One was an obituary for Juan Valdez (1959-2001). You remember him -- the coffee farmer from the Andes, with his poncho slung over his shoulder and his trusty mule by his side. He not only sold a lot of Colombian coffee, but gave Colombia another image besides that of cocaine capital of the world and home of South America's longest-running guerrilla war.

This fictional coffee farmer was one of American advertising's most successful creations, right up there, or maybe down there, with Mr. Whipple and the Pillsbury Doughboy. His obit said Juan Valdez's logo was better known around the world than even Nike and Michelin.

Juan Valdez hasn't died, since he never actually lived. But like other victims of this recession, he's been let go. With coffee prices lower than they've been in 30 years, Colombia's national federation of coffee growers can no longer afford to spend $16 million a year on its icon.
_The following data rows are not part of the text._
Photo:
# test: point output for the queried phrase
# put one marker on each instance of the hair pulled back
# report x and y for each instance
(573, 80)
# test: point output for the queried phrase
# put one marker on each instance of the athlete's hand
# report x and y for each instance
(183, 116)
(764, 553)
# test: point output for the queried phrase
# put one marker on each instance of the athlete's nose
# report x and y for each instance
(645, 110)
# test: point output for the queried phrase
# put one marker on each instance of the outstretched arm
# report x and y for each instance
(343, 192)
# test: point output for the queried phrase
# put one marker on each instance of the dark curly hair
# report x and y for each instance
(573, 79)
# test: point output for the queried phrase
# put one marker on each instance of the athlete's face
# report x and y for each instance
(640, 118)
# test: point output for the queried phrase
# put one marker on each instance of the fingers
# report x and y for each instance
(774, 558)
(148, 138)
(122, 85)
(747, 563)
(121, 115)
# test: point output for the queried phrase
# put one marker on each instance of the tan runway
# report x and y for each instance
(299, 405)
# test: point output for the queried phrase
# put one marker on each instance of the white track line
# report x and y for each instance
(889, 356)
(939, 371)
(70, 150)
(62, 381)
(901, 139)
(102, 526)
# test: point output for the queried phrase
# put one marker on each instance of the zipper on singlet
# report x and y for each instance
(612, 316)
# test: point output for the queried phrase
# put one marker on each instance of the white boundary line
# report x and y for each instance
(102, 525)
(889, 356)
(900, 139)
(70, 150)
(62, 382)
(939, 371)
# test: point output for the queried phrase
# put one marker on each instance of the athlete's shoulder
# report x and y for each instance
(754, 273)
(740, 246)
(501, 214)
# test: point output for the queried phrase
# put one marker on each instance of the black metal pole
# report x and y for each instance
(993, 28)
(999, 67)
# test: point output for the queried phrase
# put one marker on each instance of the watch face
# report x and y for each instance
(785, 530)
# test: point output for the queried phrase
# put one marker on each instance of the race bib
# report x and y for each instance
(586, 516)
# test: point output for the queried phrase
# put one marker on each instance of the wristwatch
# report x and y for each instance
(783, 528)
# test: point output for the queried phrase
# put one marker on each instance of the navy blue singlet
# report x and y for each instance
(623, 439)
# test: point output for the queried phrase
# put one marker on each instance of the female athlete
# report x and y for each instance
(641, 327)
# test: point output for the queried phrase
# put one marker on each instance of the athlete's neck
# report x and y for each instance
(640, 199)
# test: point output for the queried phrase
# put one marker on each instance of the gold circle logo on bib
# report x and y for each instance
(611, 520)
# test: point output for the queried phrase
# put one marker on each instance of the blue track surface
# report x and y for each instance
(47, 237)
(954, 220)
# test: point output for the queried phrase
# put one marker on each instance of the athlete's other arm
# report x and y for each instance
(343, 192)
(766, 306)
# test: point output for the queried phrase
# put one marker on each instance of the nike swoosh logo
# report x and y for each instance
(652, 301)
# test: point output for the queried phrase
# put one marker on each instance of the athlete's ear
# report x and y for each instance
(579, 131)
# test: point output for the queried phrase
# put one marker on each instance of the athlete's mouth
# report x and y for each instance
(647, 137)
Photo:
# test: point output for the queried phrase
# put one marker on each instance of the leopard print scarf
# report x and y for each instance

The actor who played him with inexhaustible patience since 1969, Carlos Sanchez, will still make occasional appearances, but the big time is over for poor Juan.

The other revealing obituary was that of Maria Grazia Cutuli, a photogenic Italian correspondent who was one of four foreign journalists killed in Afghanistan when their convoy was ambushed. In death she briefly became a Princess Di figure. A school was named after her in Rome, and there will be a Maria Grazia Cutuli memorial newsroom in Milan. When he heard she'd been killed, the president of the republic expressed his "overwhelmingly deep grief.'' It all made for an Evita kind of moment, as the nation tried to get its grief just right.

The newspaper she'd worked for, Corriera della Sera, named her "Italy's first casualty in this war,'' and started running different photographs of the lady every day, 18 at last count and all of them fetching.

The 39-year-old Sra. Cutuli actually had a deskbound job at the paper and used her vacations to free-lance abroad. But now she's been posthumously promoted to Special Correspondent.

"Only now has Corriera della Sera finally discovered Maria Grazia,'' a friend of hers observed wryly. She'd smile at all the funereal fuss, said the friend, remembering Maria Grazia's ironic sense of humor, "but with a small, bitter smile.''

What could Juan Valdez and the woman that Corriera della Sera is now depicting as its own esteemed correspondent have in common?

They were both fictions.

Yes, obituaries can be the most revealing part of the paper, sometimes unintentionally.